Directly beneath that caption is a response that makes me giggle every time: Edward Scissorhands, frenetically cutting away at the hedges.
Chop, chop, y’all!
It’s the ultimate “Oh, yes I can!” imagery, and that’s why it’s so relatable. Every adult on the planet has lived that meme at some point in life, whether we were Edward Scissorhands or the bush. And even though it sucks to think about, you kind of have to laugh.
Because the truth is, some people deserve the proverbial axe.
There are times in life when “hedging” is necessary, and the better you get at it, the happier you will be. But folks, we all need to set those scissors aside for a minute, because a groundbreaking study is here that may have us rethinking who gets to stay or who (Heidi Klum voice) is out.
Psychological scientist Belén López-Pérez hypothesized that some people who insult their friends aren’t necessarily mean-spirited, they just want their friends to benefit in the long run. An interesting idea, and boy, did the research back it up.
As López-Pérez stated, “We have shown that people can be ‘cruel to be kind’ — that is, they may decide to make someone feel worse if this emotion is beneficial for that other person.”
You mean that girlfriend who said my butt looked lumpy in my $15 bandage dress was actually — gulp — being a good friend?
*picks up phone to apologize to Samantha*
The study concluded that it is empathy — not jerkiness — that leads our “meanest” friends to do and say the things they believe will help make us successful. This means that even though these friends know we don’t wanna hear about lumpy butts, their biggest concern may be that we rock the dance floor looking our very best: black miniskirt, no butt lumps, you get the idea.
Sounds like The Plastics got a bad rap, no?
Well, let’s not take it that far.
López-Pérez continued, “People hold very specific expectations about the effects that certain emotions may have and about which emotions may be better for achieving different goals.”
Let me simplify: The important difference between Regina George and your Bitchy BFF is simply this: their goals.

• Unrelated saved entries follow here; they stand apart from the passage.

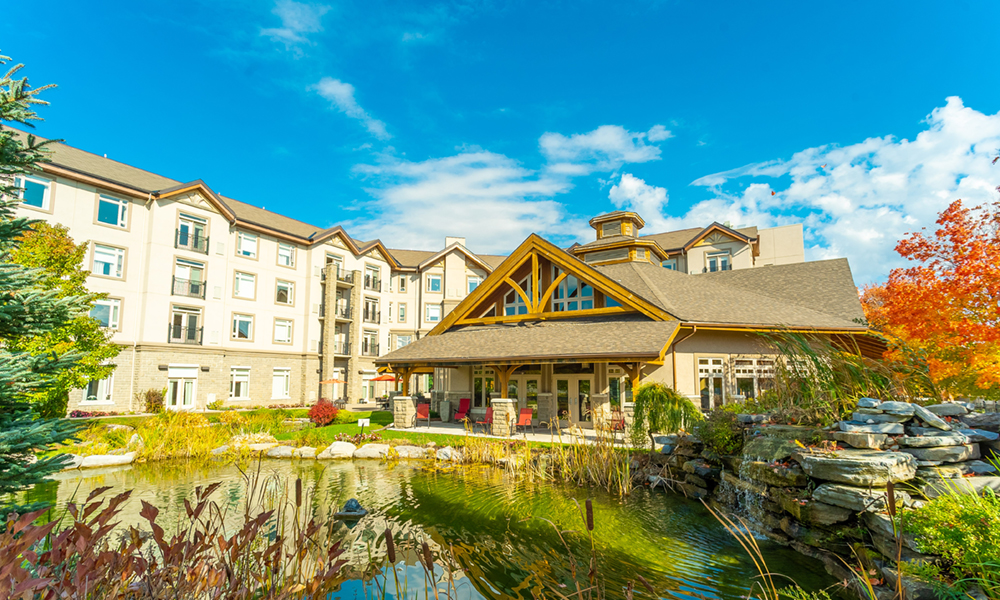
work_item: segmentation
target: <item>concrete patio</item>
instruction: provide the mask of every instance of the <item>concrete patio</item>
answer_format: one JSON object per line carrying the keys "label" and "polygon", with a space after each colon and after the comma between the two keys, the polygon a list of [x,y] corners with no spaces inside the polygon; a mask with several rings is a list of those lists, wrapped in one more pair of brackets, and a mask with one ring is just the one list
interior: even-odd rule
{"label": "concrete patio", "polygon": [[[413,433],[429,433],[432,435],[459,435],[465,436],[469,435],[477,438],[484,439],[494,439],[494,440],[526,440],[529,442],[551,442],[551,443],[562,443],[562,444],[594,444],[597,442],[599,432],[592,429],[580,429],[564,428],[559,430],[559,432],[549,431],[545,427],[535,427],[535,431],[527,432],[518,431],[516,434],[510,436],[499,436],[483,433],[483,428],[481,426],[476,426],[474,428],[475,433],[470,433],[469,430],[460,423],[443,423],[441,421],[431,421],[428,426],[426,421],[422,422],[416,427],[408,428],[395,428],[393,425],[389,425],[387,430],[392,431],[409,431]],[[606,434],[605,434],[606,435]],[[616,446],[625,446],[624,436],[621,432],[615,436]]]}

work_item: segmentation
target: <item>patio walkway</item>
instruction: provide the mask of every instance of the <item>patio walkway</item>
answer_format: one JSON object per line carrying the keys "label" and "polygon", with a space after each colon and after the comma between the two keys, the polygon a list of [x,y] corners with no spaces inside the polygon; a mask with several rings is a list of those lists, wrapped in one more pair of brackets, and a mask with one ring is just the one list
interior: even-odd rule
{"label": "patio walkway", "polygon": [[[470,434],[464,425],[460,423],[442,423],[441,421],[431,421],[430,427],[426,424],[421,424],[417,427],[410,427],[407,429],[396,429],[392,425],[386,428],[386,431],[410,431],[413,433],[429,433],[435,435],[471,435],[477,438],[486,438],[494,440],[527,440],[529,442],[552,442],[552,443],[562,443],[562,444],[593,444],[597,441],[598,433],[592,429],[574,429],[572,432],[569,429],[562,429],[559,435],[554,432],[549,431],[544,427],[535,427],[535,433],[527,432],[512,435],[510,437],[503,437],[498,435],[487,435],[482,433],[481,427],[475,428],[475,433]],[[581,435],[582,434],[582,435]],[[561,436],[561,439],[560,439]],[[615,437],[616,446],[625,446],[624,439],[621,432]]]}

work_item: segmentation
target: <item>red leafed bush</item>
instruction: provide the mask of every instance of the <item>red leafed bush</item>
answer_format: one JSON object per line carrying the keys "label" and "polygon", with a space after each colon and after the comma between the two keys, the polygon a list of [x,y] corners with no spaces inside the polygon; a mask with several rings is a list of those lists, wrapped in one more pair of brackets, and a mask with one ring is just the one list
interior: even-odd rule
{"label": "red leafed bush", "polygon": [[337,413],[340,412],[333,402],[330,402],[326,398],[320,398],[319,402],[312,405],[309,409],[309,420],[316,424],[316,427],[325,427],[333,420],[337,418]]}

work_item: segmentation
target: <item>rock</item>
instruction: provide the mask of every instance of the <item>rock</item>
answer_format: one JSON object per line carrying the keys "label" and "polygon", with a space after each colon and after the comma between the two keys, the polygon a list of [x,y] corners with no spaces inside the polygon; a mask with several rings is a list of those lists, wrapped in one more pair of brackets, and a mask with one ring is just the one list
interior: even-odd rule
{"label": "rock", "polygon": [[785,512],[806,523],[833,525],[846,521],[854,514],[846,508],[819,502],[814,498],[802,497],[785,490],[772,490],[771,496]]}
{"label": "rock", "polygon": [[986,429],[988,431],[998,431],[1000,429],[1000,413],[969,413],[962,415],[959,419],[971,429]]}
{"label": "rock", "polygon": [[956,463],[979,458],[979,444],[941,446],[936,448],[903,448],[901,452],[910,454],[921,461]]}
{"label": "rock", "polygon": [[[899,489],[895,491],[895,495],[897,502],[902,501],[904,504],[910,499],[909,494]],[[887,506],[885,488],[859,488],[839,483],[824,483],[813,490],[812,497],[820,502],[854,512],[878,512],[885,510]]]}
{"label": "rock", "polygon": [[936,436],[936,435],[957,435],[955,431],[941,431],[934,427],[920,427],[919,425],[907,425],[906,435],[913,436]]}
{"label": "rock", "polygon": [[354,451],[354,458],[385,458],[388,454],[388,444],[365,444]]}
{"label": "rock", "polygon": [[1000,494],[1000,477],[960,477],[958,479],[937,479],[926,482],[920,492],[930,499],[943,496],[945,494],[979,494],[987,489],[993,493]]}
{"label": "rock", "polygon": [[755,437],[743,445],[743,456],[765,462],[785,460],[799,449],[792,441],[773,437]]}
{"label": "rock", "polygon": [[649,477],[646,478],[646,481],[649,482],[649,489],[651,490],[655,490],[658,487],[662,488],[670,487],[670,484],[667,482],[667,480],[660,477],[659,475],[650,475]]}
{"label": "rock", "polygon": [[690,483],[693,486],[704,488],[706,490],[711,487],[707,481],[693,473],[687,473],[684,475],[684,483]]}
{"label": "rock", "polygon": [[844,554],[851,551],[850,545],[842,537],[821,529],[806,527],[791,517],[781,519],[778,527],[788,534],[789,537],[808,546],[836,550]]}
{"label": "rock", "polygon": [[895,569],[889,566],[882,567],[882,577],[886,584],[895,588],[897,581],[902,586],[898,591],[901,597],[906,600],[937,600],[937,592],[931,584],[921,581],[909,575],[899,575]]}
{"label": "rock", "polygon": [[858,407],[854,409],[854,414],[861,413],[863,415],[880,415],[882,414],[882,409],[880,408],[861,408]]}
{"label": "rock", "polygon": [[969,443],[969,438],[961,434],[904,436],[897,438],[896,443],[909,448],[941,448],[945,446],[963,446]]}
{"label": "rock", "polygon": [[853,431],[834,431],[830,438],[843,442],[852,448],[868,448],[881,450],[889,436],[884,433],[860,433]]}
{"label": "rock", "polygon": [[[889,515],[878,512],[866,512],[861,515],[861,521],[869,529],[880,535],[888,538],[896,537],[896,533],[892,528],[892,519],[889,518]],[[917,547],[917,542],[912,535],[903,534],[903,545],[914,552],[920,552],[920,548]]]}
{"label": "rock", "polygon": [[754,436],[799,440],[804,444],[823,439],[822,429],[804,425],[758,425],[752,431]]}
{"label": "rock", "polygon": [[692,435],[688,435],[678,438],[677,448],[674,450],[674,452],[680,454],[681,456],[695,458],[699,454],[701,454],[701,451],[704,447],[705,444],[703,444],[701,440]]}
{"label": "rock", "polygon": [[959,433],[969,438],[969,443],[995,442],[1000,439],[1000,433],[993,433],[985,429],[959,429]]}
{"label": "rock", "polygon": [[676,446],[677,445],[677,438],[678,437],[679,436],[676,433],[671,433],[669,435],[654,435],[653,436],[653,443],[654,444],[663,444],[663,445],[667,445],[667,446]]}
{"label": "rock", "polygon": [[462,460],[462,451],[456,450],[451,446],[445,446],[435,453],[438,460],[450,460],[458,462]]}
{"label": "rock", "polygon": [[66,466],[62,468],[63,471],[71,471],[73,469],[79,469],[80,465],[83,464],[82,456],[79,456],[77,454],[67,454],[66,456],[68,456],[70,460],[69,462],[66,463]]}
{"label": "rock", "polygon": [[295,452],[295,448],[291,446],[275,446],[267,451],[268,458],[291,458],[292,453]]}
{"label": "rock", "polygon": [[907,415],[894,415],[892,413],[878,413],[874,415],[856,412],[851,417],[854,421],[861,423],[905,423],[910,420]]}
{"label": "rock", "polygon": [[427,448],[421,448],[420,446],[395,446],[394,450],[399,458],[429,458]]}
{"label": "rock", "polygon": [[222,456],[226,452],[229,452],[229,446],[219,446],[218,448],[209,452],[212,456]]}
{"label": "rock", "polygon": [[857,421],[841,421],[841,431],[852,433],[885,433],[888,435],[900,435],[903,431],[902,423],[859,423]]}
{"label": "rock", "polygon": [[913,479],[917,461],[901,452],[840,450],[830,454],[798,452],[793,458],[807,475],[823,481],[881,487],[889,481]]}
{"label": "rock", "polygon": [[756,481],[740,479],[739,477],[733,475],[729,471],[722,472],[722,482],[742,492],[749,492],[751,494],[756,494],[758,496],[764,496],[764,497],[767,496],[767,486],[758,483]]}
{"label": "rock", "polygon": [[677,446],[670,446],[668,444],[664,444],[663,446],[660,446],[660,454],[673,454],[676,448]]}
{"label": "rock", "polygon": [[125,445],[126,448],[141,450],[146,447],[146,443],[142,441],[142,436],[138,433],[133,433],[132,437],[128,439],[128,444]]}
{"label": "rock", "polygon": [[784,467],[763,461],[745,461],[740,475],[781,487],[805,487],[809,483],[809,478],[798,465]]}
{"label": "rock", "polygon": [[931,404],[930,406],[925,406],[927,410],[936,414],[939,417],[957,417],[959,415],[968,414],[968,410],[958,404],[957,402],[946,402],[944,404]]}
{"label": "rock", "polygon": [[311,446],[296,448],[295,452],[292,453],[292,456],[295,458],[316,458],[316,449]]}
{"label": "rock", "polygon": [[[870,533],[871,533],[872,544],[875,546],[875,549],[878,550],[882,556],[895,561],[896,554],[899,551],[899,548],[896,547],[896,540],[879,533],[874,533],[874,532]],[[933,556],[927,554],[921,554],[920,552],[910,550],[906,546],[903,546],[902,552],[900,552],[900,554],[902,555],[901,558],[905,562],[911,562],[911,563],[934,562]],[[907,598],[909,598],[909,596],[907,596]]]}
{"label": "rock", "polygon": [[914,407],[916,404],[911,404],[909,402],[883,402],[879,404],[879,408],[882,412],[892,413],[894,415],[907,415],[912,416],[916,410]]}
{"label": "rock", "polygon": [[736,415],[736,420],[740,423],[767,423],[771,420],[771,417],[768,415],[739,414]]}
{"label": "rock", "polygon": [[689,460],[681,468],[684,469],[685,473],[691,473],[704,479],[718,479],[721,471],[718,467],[713,467],[702,459]]}
{"label": "rock", "polygon": [[951,425],[945,423],[941,417],[935,415],[919,404],[913,405],[913,415],[931,427],[936,427],[941,431],[951,431]]}
{"label": "rock", "polygon": [[939,467],[917,468],[917,477],[920,479],[955,479],[992,473],[996,473],[996,467],[981,460],[970,460]]}
{"label": "rock", "polygon": [[120,455],[95,454],[93,456],[84,456],[80,462],[80,468],[117,467],[119,465],[130,465],[133,460],[135,460],[135,452],[127,452]]}
{"label": "rock", "polygon": [[133,431],[135,427],[129,427],[128,425],[121,425],[119,423],[106,423],[104,428],[108,431]]}
{"label": "rock", "polygon": [[882,402],[875,398],[861,398],[858,400],[858,408],[878,408],[880,404]]}
{"label": "rock", "polygon": [[702,498],[708,497],[708,490],[700,488],[696,485],[691,485],[690,483],[678,483],[677,487],[679,487],[688,498],[701,500]]}
{"label": "rock", "polygon": [[318,460],[335,460],[341,458],[354,458],[357,446],[350,442],[334,442],[327,446],[322,452],[316,455]]}
{"label": "rock", "polygon": [[278,444],[275,444],[274,442],[264,442],[260,444],[247,444],[246,448],[251,452],[267,452],[268,450],[274,448],[277,445]]}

Samantha didn’t shut down my red dress to make me feel insecure. She shut it down because she knew that when I put on that black miniskirt, I would look my best, feel my best, and have a blast.

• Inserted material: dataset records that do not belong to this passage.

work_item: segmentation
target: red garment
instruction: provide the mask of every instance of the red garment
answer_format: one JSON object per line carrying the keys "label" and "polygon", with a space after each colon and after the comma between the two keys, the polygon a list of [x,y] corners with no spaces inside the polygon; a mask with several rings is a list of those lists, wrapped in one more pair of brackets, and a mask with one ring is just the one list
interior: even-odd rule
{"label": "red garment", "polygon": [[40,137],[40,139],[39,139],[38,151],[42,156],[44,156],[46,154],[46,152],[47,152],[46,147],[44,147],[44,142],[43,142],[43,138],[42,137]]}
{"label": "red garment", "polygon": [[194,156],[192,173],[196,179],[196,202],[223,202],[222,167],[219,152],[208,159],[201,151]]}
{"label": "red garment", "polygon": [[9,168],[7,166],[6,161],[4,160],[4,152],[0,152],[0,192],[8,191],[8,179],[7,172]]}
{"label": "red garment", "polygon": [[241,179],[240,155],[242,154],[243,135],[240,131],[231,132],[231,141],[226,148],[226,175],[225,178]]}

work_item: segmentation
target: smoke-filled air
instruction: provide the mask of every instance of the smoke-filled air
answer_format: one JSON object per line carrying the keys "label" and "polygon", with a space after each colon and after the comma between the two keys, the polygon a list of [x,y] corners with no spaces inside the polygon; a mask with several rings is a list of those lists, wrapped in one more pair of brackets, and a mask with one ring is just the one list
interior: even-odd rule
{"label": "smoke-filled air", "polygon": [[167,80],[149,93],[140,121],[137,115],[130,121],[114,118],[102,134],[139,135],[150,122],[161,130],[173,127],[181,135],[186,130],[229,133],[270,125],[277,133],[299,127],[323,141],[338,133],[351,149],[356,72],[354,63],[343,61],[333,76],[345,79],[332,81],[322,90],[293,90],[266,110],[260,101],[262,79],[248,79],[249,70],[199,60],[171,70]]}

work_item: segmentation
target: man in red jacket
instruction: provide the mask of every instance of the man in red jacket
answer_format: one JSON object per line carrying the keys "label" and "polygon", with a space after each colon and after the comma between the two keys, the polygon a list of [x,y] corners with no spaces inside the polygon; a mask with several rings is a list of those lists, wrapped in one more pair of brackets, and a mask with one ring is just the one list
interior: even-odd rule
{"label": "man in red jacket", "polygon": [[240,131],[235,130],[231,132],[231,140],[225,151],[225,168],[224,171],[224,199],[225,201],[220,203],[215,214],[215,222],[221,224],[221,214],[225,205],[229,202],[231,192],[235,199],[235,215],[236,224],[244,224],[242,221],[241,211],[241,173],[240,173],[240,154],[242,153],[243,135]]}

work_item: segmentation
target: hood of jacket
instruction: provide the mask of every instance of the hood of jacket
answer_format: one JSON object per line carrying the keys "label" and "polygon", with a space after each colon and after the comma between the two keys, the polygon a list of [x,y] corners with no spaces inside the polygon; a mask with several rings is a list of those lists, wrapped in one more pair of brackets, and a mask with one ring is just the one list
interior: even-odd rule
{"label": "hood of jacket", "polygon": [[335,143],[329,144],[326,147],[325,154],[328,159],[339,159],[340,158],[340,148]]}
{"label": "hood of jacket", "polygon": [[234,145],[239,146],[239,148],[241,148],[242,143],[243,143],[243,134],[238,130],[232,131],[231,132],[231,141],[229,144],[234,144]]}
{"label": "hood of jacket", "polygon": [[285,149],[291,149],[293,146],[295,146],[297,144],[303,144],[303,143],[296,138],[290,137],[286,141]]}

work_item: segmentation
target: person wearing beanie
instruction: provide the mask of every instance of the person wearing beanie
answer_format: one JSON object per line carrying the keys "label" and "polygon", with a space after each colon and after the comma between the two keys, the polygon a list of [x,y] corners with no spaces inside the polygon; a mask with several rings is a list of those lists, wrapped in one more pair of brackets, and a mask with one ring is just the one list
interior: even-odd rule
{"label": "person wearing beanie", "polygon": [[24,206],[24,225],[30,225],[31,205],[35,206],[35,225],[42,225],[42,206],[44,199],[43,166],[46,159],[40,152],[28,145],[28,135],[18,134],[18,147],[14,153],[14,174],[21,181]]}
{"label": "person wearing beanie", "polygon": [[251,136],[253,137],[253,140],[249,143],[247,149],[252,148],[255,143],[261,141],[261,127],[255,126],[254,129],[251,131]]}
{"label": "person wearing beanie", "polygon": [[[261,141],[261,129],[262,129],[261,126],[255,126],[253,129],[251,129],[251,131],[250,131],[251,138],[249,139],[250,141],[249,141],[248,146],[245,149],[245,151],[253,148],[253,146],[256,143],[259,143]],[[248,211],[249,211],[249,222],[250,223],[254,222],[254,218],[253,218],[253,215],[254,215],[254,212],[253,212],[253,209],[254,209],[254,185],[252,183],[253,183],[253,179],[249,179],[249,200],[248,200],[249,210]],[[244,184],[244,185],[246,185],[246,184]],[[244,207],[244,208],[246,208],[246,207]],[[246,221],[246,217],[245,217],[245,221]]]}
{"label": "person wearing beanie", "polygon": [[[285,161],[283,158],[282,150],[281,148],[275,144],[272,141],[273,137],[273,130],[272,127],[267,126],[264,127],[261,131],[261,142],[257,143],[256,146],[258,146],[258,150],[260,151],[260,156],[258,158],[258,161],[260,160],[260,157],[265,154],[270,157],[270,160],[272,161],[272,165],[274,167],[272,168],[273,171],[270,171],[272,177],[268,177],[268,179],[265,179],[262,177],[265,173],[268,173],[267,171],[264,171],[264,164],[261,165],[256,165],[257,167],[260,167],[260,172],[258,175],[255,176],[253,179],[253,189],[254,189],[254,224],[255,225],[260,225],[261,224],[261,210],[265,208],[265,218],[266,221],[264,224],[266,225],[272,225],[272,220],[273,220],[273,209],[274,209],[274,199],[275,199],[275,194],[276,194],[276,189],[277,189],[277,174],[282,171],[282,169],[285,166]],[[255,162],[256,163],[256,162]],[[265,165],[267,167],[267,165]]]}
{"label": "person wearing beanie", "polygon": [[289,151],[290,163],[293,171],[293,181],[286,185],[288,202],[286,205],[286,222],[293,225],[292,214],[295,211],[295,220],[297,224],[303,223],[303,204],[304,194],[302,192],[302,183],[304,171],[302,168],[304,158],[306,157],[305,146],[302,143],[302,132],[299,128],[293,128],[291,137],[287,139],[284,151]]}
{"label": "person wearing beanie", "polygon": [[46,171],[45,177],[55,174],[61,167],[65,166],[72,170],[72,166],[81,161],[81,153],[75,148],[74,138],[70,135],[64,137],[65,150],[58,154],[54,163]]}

If a friend hurts your feelings for the sake of hurting your feelings, they aren’t truly your friend. In those circumstances, I highly recommend busting out your very best Scissorhands and getting to work.
But if you have a friend who is willing to speak the hard truth everyone else tiptoes around? Well, I suggest that you may just have a keeper. Nobody benefits from having a “yes (wo)man.” Sure, it may be more comfortable to keep people around who constantly agree with you, compliment your clothes, and edit their opinions to avoid conflict. But where does that leave you?
I’ll tell you where: smack-dab in the middle of the dance floor wearing a bandage dress.
And if you don’t believe me, believe science.
Because the geniuses at the University of Plymouth have stepped up and proven what we probably should have suspected all along: The folks who are willing to give it to us straight are the ones who care the most.
Our “meanest” (most honest) friends are worth keeping, folks.
Set those scissors aside for another day.